# Sentiment Analysis with Deep Learning

# Phase 3- Prediction

This notebook consists the functions and code for scraping comments from Amazon website, pre-prosessing them and prediction with the model.  

### CHRISP-DM phase

Deployment phase for CRISP-DM can be found in this noteboook.

#### 6.Deployment

Generally this will mean deploying a code representation of the model into an operating system to score or categorize new unseen data as it arises and to create a mechanism for the use of that new information in the solution of the original business problem.

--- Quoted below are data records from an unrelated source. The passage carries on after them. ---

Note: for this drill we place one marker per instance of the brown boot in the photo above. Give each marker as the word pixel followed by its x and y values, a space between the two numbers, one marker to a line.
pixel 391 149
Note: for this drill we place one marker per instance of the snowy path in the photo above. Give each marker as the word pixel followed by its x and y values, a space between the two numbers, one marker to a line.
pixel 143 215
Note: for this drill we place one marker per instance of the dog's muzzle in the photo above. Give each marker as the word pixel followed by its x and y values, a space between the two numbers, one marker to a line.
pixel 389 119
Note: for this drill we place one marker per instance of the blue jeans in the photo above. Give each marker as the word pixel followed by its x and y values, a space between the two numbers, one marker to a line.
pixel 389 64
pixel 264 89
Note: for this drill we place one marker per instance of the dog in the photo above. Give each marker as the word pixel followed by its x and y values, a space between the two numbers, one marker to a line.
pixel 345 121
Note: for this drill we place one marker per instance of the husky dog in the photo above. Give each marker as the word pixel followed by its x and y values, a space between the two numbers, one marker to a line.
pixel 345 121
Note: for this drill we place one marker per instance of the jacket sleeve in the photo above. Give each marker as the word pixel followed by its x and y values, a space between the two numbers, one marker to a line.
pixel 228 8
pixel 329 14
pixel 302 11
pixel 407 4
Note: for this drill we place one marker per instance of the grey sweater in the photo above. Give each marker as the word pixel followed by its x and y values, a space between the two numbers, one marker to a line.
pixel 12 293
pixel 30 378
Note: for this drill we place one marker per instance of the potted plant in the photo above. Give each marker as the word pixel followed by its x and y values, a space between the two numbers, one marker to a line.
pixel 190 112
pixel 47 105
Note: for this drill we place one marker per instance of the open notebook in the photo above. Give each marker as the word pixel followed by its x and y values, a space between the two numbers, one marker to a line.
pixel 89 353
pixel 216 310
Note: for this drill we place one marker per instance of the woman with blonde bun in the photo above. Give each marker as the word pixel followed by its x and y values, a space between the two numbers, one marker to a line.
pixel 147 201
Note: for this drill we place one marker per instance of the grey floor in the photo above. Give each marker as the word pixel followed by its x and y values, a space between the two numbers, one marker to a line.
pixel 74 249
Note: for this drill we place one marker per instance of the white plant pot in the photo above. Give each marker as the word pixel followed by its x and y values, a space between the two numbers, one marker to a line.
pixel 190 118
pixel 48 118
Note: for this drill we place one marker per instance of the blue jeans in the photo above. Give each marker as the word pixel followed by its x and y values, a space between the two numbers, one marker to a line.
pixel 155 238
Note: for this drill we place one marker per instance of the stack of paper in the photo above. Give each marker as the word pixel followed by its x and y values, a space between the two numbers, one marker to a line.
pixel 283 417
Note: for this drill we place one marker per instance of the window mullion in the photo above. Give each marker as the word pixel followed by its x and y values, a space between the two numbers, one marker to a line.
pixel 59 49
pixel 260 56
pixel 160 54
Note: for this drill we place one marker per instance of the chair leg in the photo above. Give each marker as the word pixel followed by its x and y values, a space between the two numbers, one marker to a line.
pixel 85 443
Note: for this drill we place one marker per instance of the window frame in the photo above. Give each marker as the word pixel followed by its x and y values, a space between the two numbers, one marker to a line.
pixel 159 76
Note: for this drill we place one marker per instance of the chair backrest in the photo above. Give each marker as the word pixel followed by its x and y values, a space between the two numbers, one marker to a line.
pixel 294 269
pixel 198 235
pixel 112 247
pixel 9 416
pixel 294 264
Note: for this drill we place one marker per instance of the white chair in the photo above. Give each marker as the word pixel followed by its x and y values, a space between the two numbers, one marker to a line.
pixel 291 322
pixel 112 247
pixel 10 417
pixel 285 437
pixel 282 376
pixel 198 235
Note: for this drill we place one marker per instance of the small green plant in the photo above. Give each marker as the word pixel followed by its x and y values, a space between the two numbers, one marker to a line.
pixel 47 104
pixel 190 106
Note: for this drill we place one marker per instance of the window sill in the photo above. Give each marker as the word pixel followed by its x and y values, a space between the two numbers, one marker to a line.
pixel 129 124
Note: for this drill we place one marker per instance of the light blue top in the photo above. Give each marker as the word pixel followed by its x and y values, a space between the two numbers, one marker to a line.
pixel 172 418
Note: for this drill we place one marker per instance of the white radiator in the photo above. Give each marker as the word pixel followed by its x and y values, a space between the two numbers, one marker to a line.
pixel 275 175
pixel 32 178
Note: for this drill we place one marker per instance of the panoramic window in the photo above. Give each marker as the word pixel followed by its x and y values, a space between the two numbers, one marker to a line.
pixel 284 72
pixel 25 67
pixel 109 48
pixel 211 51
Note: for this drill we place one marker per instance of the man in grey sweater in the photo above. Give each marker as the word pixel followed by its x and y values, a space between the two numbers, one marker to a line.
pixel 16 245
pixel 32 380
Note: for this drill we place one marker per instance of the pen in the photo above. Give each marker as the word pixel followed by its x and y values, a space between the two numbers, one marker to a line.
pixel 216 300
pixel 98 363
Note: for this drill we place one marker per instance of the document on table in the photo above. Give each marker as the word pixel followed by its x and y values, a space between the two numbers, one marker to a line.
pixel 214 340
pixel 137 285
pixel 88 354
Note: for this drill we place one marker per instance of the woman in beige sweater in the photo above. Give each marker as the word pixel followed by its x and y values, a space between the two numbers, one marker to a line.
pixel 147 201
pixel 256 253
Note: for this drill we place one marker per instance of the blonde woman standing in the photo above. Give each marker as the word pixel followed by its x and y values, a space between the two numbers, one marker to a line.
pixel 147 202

Importantly, the code representation must also include all the data prep steps leading up to modeling so that the model will treat new raw data in the same manner as during model development.

### Table of Contents

- 1. Import Libraries
- 2. Define Functions 
- 3. Load-Read-Extract
- 4. Pre-Processig
- 5. Tokenizing-Sequenzing-Padding
- 6. Exploratory Data Analysis (EDA)


## 1. Import Libraries

In [1]:

import pandas as pd 
import numpy as np
import string
from nltk.corpus import stopwords
stop = stopwords.words('english')
from sklearn.metrics import accuracy_score
np.random.seed(0)
import pickle

from keras.models import Model, Sequential, Input
from keras.models import load_model
from keras.preprocessing import text, sequence
from keras.preprocessing.text import Tokenizer
from keras.preprocessing.sequence import pad_sequences
from keras.preprocessing import text, sequence

import urllib.request
import urllib.parse
import urllib.error
from bs4 import BeautifulSoup
import ssl
import joblib

Using TensorFlow backend.


### Load the trained model

In [25]:
#model = load_model('cnn_2cnv.h5')

model = joblib.load("models/joblib_RL_Model.pkl")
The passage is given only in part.